The good news is that digital audio signal processing is much easier than you think. The bad news is…well, there is no bad news. It’s really easy. The nuts and bolts implementation of a digital audio recording is an array representing the amplitude of the sound being sampled. And “amplitude” just means “loudness”. So an analog-to-digital encoder basically checks how loud the music is playing thousands of times per second and saves the results as an array. You could say it is a digital implementation of old timey AM (i.e. Amplitude Modulation) radio. The data type of the array depends on the bit depth of the recording. So, for instance, a 16 bit recording would use an array of short int (i.e. two bytes). That’s it. Simple, right? To understand why that is a sufficient format for representing audio, check out this link.

Note: High fidelity systems will often save the amplitude data in floating point format for greater precision. That is beyond the scope of a primer.


So let’s take the example of an audio mixing board. When mixing two or more 16 bit audio samples, you add together the corresponding values in each element of the sample arrays. Simple addition. More audio tracks just means more arrays.


So with that in mind, let’s take the example of a delay effect and see how it would be implemented. Delay is a common studio effect where a sound is essentially repeated within a few milliseconds of the original signal. If you keep the delay within the thresh hold of human hearing, say 15ms, then the ear hears both sounds as one. This creates a “thickening” of the signal and can help boost it in the mix. Knowing how mixing works, you can see this is just a case of copying the original signal and “mixing” it with itself after a delay. How to create the actual delay? Well, since each element in the sample array represents a fixed length of time, you can shift the copied signal over a number of array elements corresponding to the time delay and then start adding the amplitude values together. So, for instance, if you wanted to delay a 44.1k signal by 15ms, you’d shift 661 elements in the array and add the resulting array back in. In addition to boosting a track in the mix, delay is used as an audio effect in it’s own right. For example, if you set the delay to something like 250ms, then you get the “slapback” echo effect made popular in the 1950’s.

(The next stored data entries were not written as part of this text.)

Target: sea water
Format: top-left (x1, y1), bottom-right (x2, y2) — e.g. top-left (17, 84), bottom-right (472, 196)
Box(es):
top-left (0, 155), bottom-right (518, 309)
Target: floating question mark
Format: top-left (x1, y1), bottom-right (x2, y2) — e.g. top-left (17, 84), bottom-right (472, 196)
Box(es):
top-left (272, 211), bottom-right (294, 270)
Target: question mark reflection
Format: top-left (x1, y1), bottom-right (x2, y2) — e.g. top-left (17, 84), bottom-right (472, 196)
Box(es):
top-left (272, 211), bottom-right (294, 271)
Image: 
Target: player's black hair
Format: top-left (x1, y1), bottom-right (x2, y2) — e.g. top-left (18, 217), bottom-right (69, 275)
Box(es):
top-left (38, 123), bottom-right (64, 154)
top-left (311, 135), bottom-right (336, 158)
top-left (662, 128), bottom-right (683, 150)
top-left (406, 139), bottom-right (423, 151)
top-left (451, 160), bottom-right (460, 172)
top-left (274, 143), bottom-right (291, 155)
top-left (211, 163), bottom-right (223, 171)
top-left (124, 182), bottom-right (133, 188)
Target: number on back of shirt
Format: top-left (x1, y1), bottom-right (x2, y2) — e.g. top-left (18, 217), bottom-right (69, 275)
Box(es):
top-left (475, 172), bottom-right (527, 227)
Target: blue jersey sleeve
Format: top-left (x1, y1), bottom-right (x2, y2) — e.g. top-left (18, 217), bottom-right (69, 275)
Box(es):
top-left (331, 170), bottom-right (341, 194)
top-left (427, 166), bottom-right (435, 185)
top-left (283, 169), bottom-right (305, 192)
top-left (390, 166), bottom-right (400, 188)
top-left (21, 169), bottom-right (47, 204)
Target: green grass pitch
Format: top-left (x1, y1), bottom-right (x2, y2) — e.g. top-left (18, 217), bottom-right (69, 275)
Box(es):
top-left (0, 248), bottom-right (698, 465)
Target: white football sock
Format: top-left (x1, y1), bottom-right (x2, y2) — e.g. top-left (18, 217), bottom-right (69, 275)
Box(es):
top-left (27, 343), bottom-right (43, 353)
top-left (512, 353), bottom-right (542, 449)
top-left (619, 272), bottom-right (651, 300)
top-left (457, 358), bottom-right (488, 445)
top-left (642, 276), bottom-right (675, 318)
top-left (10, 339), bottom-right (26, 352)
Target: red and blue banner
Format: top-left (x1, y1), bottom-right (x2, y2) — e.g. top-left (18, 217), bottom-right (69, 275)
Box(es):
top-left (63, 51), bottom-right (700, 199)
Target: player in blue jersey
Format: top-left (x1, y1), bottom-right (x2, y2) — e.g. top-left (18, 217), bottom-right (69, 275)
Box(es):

Now let’s look at reverb. Just as delay was based on mixing, reverb is based on delay. The reverb effect is trying to simulate the sound of audio bouncing off nearby walls in a room. It makes the audio sound like it is happening in a physical space and adds significantly to the realism. So this can be simulated by creating multiple delays with increasing delay lengths and decreasing volumes and decays. But to create a realistic effect, the delay needs to be implemented in a particular pattern. Specifically, it comes in the form of a “Comb Filter”, a method of repeating a signal that causes constructive and destructive interference when it is added back to itself. The most common comb filter algorithm for natural sounding reverb is called the Schroeder’s Algorithm.


Flange is also based on multiple delays. But instead of varying the delay using an algorithm like Schroeder’s, the flange algorithm varies the delay time according to a function – usually a sine wave. The sound effect you get from flange is something like a “whoosh” on top of the original signal. That whooshing sound is actually the variation in the interference patterns being created by the varying delay.